A construção do filme Tom of Finland está muito bem arquitetada, desde o arco do enredo e do paralelismo entre a vida pessoal de Laaksonen e a sua arte, à exploração da homofobia contra os homossexuais e a própria homofobia internalizada nos gays, profundamente misógina. Karukoski exprime, mostrando elevado domínio da conceção fílmica, o ambiente perturbado de Laaksonen, algo obsessivo, jogando com a toada rítmica dos sempre presentes violoncelos e do álcool e, principalmente, do tabaco.
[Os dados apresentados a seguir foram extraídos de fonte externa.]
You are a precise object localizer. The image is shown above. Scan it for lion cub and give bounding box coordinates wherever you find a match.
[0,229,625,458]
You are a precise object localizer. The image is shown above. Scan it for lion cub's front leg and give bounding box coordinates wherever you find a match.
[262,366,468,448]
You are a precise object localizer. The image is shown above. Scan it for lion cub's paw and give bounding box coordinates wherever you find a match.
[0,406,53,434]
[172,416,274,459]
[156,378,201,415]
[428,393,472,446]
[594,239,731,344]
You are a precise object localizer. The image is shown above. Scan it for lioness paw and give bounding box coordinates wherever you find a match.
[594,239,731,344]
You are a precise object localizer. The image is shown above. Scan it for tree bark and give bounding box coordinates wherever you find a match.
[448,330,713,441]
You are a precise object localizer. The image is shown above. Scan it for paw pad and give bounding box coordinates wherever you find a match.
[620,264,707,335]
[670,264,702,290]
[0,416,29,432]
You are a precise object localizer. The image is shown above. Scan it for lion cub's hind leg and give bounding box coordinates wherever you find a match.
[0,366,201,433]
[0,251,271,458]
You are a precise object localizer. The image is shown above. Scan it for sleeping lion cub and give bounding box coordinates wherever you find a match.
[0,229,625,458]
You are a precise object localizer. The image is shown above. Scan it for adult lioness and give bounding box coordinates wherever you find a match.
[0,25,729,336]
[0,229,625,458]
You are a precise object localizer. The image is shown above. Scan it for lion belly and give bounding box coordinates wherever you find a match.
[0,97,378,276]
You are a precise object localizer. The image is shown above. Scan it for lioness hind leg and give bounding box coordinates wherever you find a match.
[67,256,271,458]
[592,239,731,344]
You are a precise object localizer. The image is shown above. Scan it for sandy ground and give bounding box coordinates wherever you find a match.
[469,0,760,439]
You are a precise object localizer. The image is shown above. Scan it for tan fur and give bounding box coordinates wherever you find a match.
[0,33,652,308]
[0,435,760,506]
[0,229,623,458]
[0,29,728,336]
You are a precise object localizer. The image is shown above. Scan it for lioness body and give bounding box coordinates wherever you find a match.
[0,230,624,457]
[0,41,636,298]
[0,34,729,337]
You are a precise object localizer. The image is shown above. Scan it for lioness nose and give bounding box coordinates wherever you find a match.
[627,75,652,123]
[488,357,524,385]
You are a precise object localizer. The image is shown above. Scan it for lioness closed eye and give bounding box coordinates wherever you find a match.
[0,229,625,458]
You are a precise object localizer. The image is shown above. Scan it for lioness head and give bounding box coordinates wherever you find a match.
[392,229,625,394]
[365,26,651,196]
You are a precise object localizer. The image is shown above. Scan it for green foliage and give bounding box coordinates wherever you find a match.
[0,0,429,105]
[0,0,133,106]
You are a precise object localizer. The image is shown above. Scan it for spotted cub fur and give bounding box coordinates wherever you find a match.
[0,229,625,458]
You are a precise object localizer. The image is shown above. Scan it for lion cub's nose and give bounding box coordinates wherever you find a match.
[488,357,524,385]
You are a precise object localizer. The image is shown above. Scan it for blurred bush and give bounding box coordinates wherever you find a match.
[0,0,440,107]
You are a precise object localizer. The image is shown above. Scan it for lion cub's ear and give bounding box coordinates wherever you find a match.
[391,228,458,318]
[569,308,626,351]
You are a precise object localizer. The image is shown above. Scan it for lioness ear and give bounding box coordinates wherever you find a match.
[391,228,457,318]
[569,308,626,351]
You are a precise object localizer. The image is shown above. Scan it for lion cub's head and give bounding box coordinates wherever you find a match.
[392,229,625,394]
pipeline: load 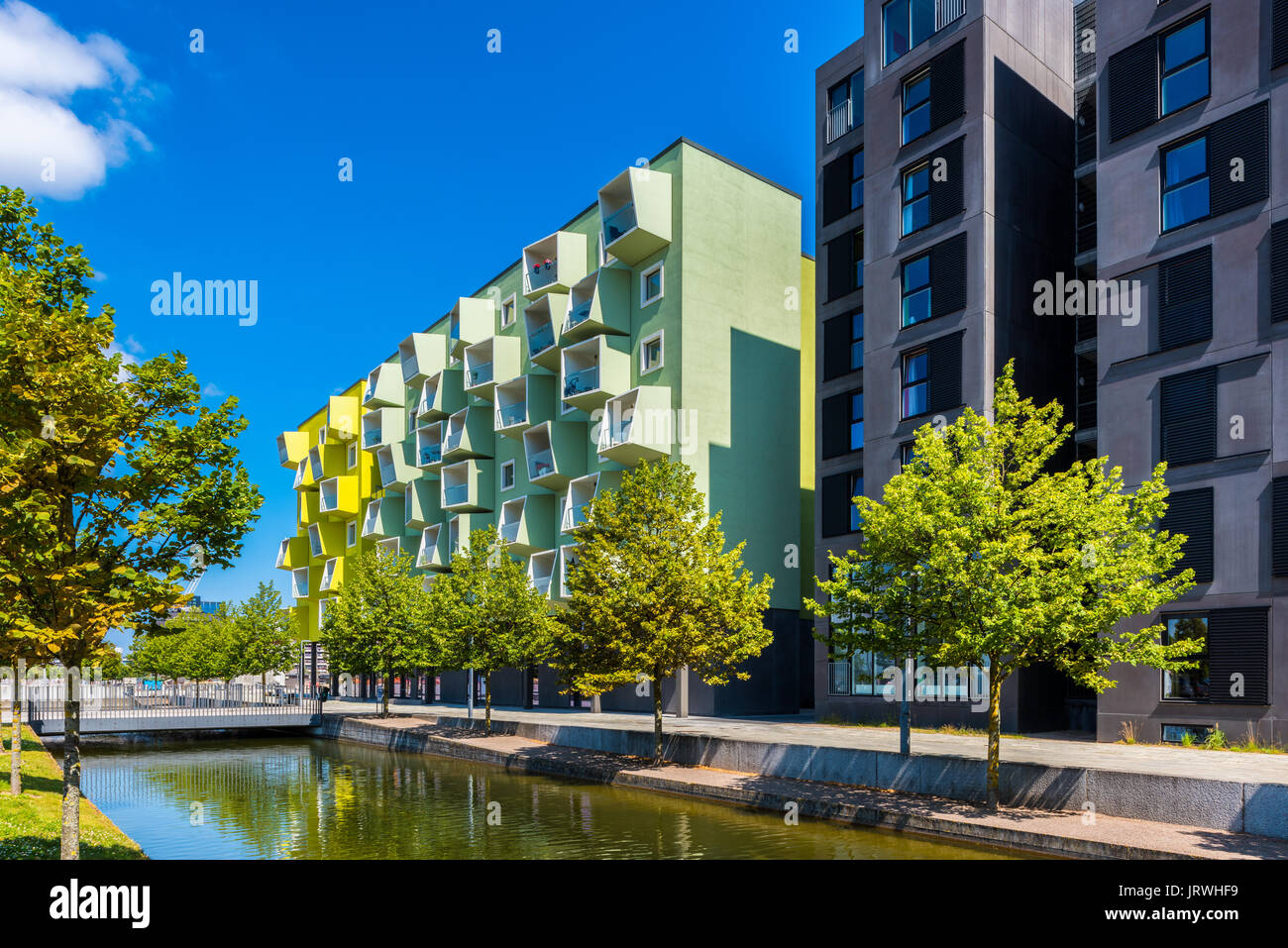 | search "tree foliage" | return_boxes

Ainda a presença, sempre inesperada, mas regular de Kake, a sua principal personagem artística, permitem adensar a atmosfera criativa e conturbada de Laaksonen.

Por fim, Tom of Finland é um filme que vale a pena ver, sobretudo se formos capazes de olhar, todos e todas, para além das formas apelativas e provocantes, o grande equívoco que é a misoginia e a cultura da hiper masculinidade. Para todos e todas os que não consigam olhar para este equívoco e entendê-lo, Tom of Finland será apenas e tão só um filme masturbatório que irá reforçar o estereótipo e o preconceito, que irá atrasar as mentes já de si ultrapassadas.

 

Nota: Para desilusão minha, tentei encontrar mais imagens do estilo Tom of Finland, não necessariamente desenhadas por Laaksonen, com mulheres e não encontrei nada. Só a que está acima. Very bad!

Fonte: Imagens de IMDB e www.worldoftomoffinland.com.

 

Por Nuno Gonçalves

Opinião expressa a título individual.